Key rules in my setup:
- Workstations to Internet — Allow LAN zone outbound with Web Policy applied (URL categories, application control)
- Servers to Internet — Allow specific applications only (updates, DNS); block all others
- IoT isolation — Allow IoT to WAN (DNS + HTTP/HTTPS only); explicitly deny IoT to LAN and SERVERS
- DMZ inbound — Allow specific ports from WAN to DMZ hosts only; no DMZ to LAN access
IPS, AV, and Web Filtering
The Sophos security policy stack is applied per firewall rule via a Security Policy object. Each policy bundles:
- IPS Policy — choose between default, balanced, or strict signature sets. You can also create custom policies excluding specific rules that cause false positives.
- Anti-Malware — HTTP and HTTPS scanning using ClamAV plus the Sophos commercial AV engine (with subscription)
- Web Policy — URL category filtering with 90+ categories. I block malware, phishing, spam, and adult content on all zones; the IoT zone gets an even more restrictive policy allowing only manufacturer update domains.
SSL/TLS Inspection
Modern threats hide in encrypted traffic. Sophos makes SSL inspection straightforward — generate a CA certificate in the SFOS UI, push it to your endpoints (via GPO or Sophos Central), and enable HTTPS inspection on your web policies. Traffic is decrypted, inspected, and re-encrypted transparently. You can exclude specific domains (banking sites, certificate-pinned apps) to avoid breakage.
VPN Options
Sophos offers three VPN approaches:
- SSL VPN — client-based remote access using the Sophos Connect client (free). Works on Windows, macOS, and Linux. Full-tunnel or split-tunnel configurable.
- IPSec/IKEv2 — standards-based, works with native OS VPN clients and third-party hardware. I use IKEv2 for mobile device connectivity.

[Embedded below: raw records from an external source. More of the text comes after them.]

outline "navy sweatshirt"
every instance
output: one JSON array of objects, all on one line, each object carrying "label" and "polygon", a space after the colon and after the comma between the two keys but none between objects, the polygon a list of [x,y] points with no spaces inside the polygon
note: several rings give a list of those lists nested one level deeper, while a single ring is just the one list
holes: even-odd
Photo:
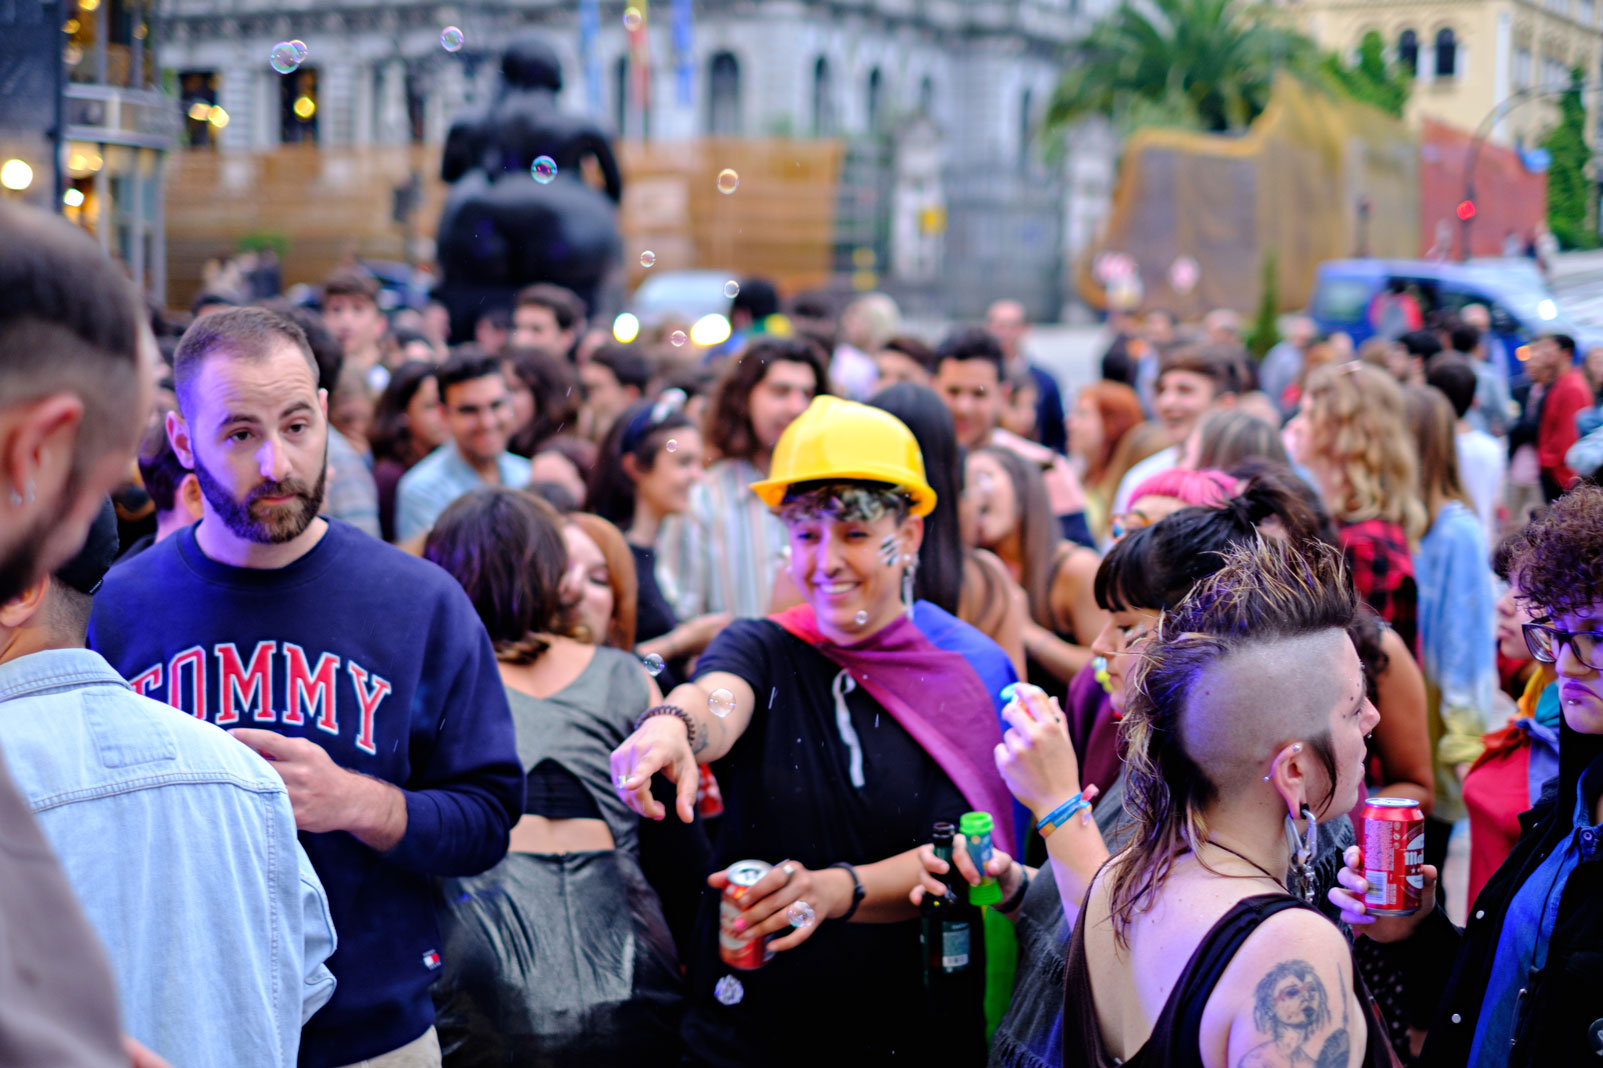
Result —
[{"label": "navy sweatshirt", "polygon": [[302,1032],[300,1064],[350,1064],[426,1031],[439,967],[429,876],[494,865],[523,808],[495,652],[461,587],[337,520],[276,570],[207,558],[191,527],[112,569],[90,644],[140,693],[220,727],[309,738],[406,791],[406,834],[388,853],[343,831],[300,836],[339,939],[339,986]]}]

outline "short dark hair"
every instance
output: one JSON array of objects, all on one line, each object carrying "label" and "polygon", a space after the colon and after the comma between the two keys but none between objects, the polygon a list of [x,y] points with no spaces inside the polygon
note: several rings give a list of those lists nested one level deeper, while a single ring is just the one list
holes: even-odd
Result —
[{"label": "short dark hair", "polygon": [[513,307],[522,308],[525,305],[550,308],[551,314],[556,316],[557,326],[563,330],[572,330],[585,313],[584,301],[579,299],[579,294],[549,282],[537,282],[518,290]]},{"label": "short dark hair", "polygon": [[879,347],[881,352],[897,352],[924,368],[929,374],[935,373],[935,350],[930,348],[918,338],[910,334],[898,334]]},{"label": "short dark hair", "polygon": [[82,471],[144,414],[138,395],[146,313],[122,270],[84,231],[0,203],[0,405],[55,392],[82,399],[73,470]]},{"label": "short dark hair", "polygon": [[1434,330],[1410,330],[1397,339],[1410,356],[1428,360],[1442,351],[1442,339]]},{"label": "short dark hair", "polygon": [[365,297],[378,307],[378,279],[360,271],[336,271],[323,282],[323,305],[330,297]]},{"label": "short dark hair", "polygon": [[1603,487],[1582,483],[1549,505],[1515,542],[1509,570],[1539,615],[1603,604]]},{"label": "short dark hair", "polygon": [[829,363],[817,344],[802,338],[758,334],[744,352],[726,360],[702,420],[701,436],[713,458],[749,460],[761,447],[751,425],[751,391],[776,363],[799,363],[813,372],[814,395],[829,392]]},{"label": "short dark hair", "polygon": [[[389,384],[373,407],[373,422],[367,428],[373,459],[408,463],[412,457],[412,427],[406,410],[423,388],[423,383],[439,374],[439,367],[422,360],[409,360],[390,374]],[[435,383],[438,388],[439,383]]]},{"label": "short dark hair", "polygon": [[277,312],[301,328],[306,344],[311,346],[312,361],[317,364],[317,388],[326,389],[332,397],[339,385],[340,373],[345,370],[345,348],[323,322],[323,317],[282,297],[258,301],[256,306]]},{"label": "short dark hair", "polygon": [[540,636],[558,629],[568,568],[562,520],[549,504],[504,486],[473,490],[440,513],[423,556],[467,592],[498,660],[528,664],[545,652]]},{"label": "short dark hair", "polygon": [[275,345],[295,346],[312,373],[322,376],[306,340],[306,331],[286,315],[266,308],[227,308],[196,319],[178,342],[173,354],[173,391],[185,418],[194,413],[193,390],[201,368],[214,356],[235,360],[263,360]]},{"label": "short dark hair", "polygon": [[1447,332],[1447,339],[1453,343],[1454,352],[1474,352],[1481,344],[1480,328],[1456,319],[1453,328]]},{"label": "short dark hair", "polygon": [[1464,418],[1475,404],[1475,388],[1479,384],[1475,369],[1456,356],[1443,354],[1430,361],[1430,366],[1425,368],[1425,383],[1440,390],[1452,402],[1455,418]]},{"label": "short dark hair", "polygon": [[489,378],[491,375],[503,382],[506,381],[505,363],[501,357],[486,356],[477,350],[458,353],[440,365],[436,376],[440,383],[440,400],[445,400],[446,391],[452,386],[471,382],[475,378]]},{"label": "short dark hair", "polygon": [[1575,362],[1575,339],[1573,337],[1570,337],[1568,334],[1545,334],[1543,336],[1547,337],[1553,342],[1553,344],[1563,349],[1565,354],[1569,356],[1571,363]]},{"label": "short dark hair", "polygon": [[1158,381],[1170,371],[1202,375],[1213,383],[1214,396],[1240,393],[1244,378],[1243,357],[1234,345],[1179,345],[1158,360]]},{"label": "short dark hair", "polygon": [[203,289],[189,302],[189,314],[198,316],[202,308],[212,307],[237,308],[239,300],[231,294],[221,293],[215,289]]},{"label": "short dark hair", "polygon": [[740,292],[729,302],[729,314],[743,311],[754,323],[779,314],[779,290],[766,278],[742,278]]},{"label": "short dark hair", "polygon": [[579,421],[579,372],[561,353],[513,349],[503,357],[511,377],[534,396],[534,416],[518,427],[507,447],[533,457],[550,439]]},{"label": "short dark hair", "polygon": [[139,480],[156,506],[158,515],[166,515],[178,505],[178,487],[189,474],[167,440],[166,420],[145,431],[139,442]]},{"label": "short dark hair", "polygon": [[674,434],[695,426],[677,409],[658,410],[654,401],[636,401],[613,421],[590,469],[585,487],[586,507],[620,530],[635,518],[635,480],[624,470],[623,458],[633,456],[641,471],[650,471],[657,455]]},{"label": "short dark hair", "polygon": [[1007,361],[1002,355],[1001,343],[990,331],[978,326],[961,327],[941,339],[935,348],[935,366],[939,368],[947,360],[984,360],[996,368],[998,382],[1006,373]]},{"label": "short dark hair", "polygon": [[611,371],[620,386],[633,386],[644,393],[651,382],[651,361],[633,345],[608,342],[591,354],[590,362]]}]

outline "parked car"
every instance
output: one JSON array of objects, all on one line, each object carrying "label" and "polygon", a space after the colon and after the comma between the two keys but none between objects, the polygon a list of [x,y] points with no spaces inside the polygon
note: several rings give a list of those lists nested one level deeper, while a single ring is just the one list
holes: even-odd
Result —
[{"label": "parked car", "polygon": [[1373,337],[1377,300],[1403,286],[1428,319],[1434,311],[1456,312],[1484,304],[1492,333],[1508,356],[1510,378],[1517,378],[1523,346],[1543,334],[1575,338],[1577,358],[1603,334],[1577,325],[1564,313],[1547,283],[1528,264],[1501,260],[1440,263],[1435,260],[1330,260],[1319,266],[1309,314],[1322,333],[1343,331],[1354,344]]}]

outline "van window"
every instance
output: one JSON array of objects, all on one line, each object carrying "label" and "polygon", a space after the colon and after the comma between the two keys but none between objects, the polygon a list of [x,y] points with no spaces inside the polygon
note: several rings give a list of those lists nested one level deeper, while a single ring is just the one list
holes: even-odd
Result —
[{"label": "van window", "polygon": [[1362,323],[1369,313],[1374,283],[1365,278],[1327,278],[1314,292],[1314,318],[1334,323]]}]

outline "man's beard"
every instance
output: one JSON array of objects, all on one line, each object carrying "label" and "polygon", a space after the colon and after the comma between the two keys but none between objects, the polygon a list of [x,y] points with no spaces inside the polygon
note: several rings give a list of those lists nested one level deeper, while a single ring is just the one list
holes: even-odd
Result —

- RED (Remote Ethernet Device) — Sophos-proprietary SD-WAN tunnel between Sophos devices. Zero-config branch connectivity — the remote RED device auto-connects back to the central firewall.
Synchronized Security in Practice
If you also run Sophos Endpoint (Intercept X) on your workstations, Security Heartbeat activates. The firewall sees a green/yellow/red health signal from each endpoint. You can write firewall rules that only permit traffic from healthy endpoints — a yellow or red heartbeat (indicating detected malware or suspicious activity) automatically restricts that device to a quarantine-only policy. This is zero-trust enforcement built directly into the firewall-endpoint handshake.
Sophos Central Management
Sophos Central is the cloud-based management platform for all Sophos products. From a single console you can manage firewalls, endpoints, wireless APs, and switches. For a homelab, connecting your XGS to Sophos Central unlocks centralized logging, reporting, firmware updates, and the ability to manage your firewall from anywhere. The free tier supports a single firewall and is more than adequate for personal use.
Final Thoughts
Running Sophos alongside Palo Alto in my lab has given me a clear appreciation for both approaches. Sophos wins on ease of management, SSL inspection UX, and the Synchronized Security concept. Palo Alto wins on App-ID granularity and the depth of its application database. In the real world, you will encounter both — and having hands-on experience with each makes you a significantly stronger candidate in any security-focused role.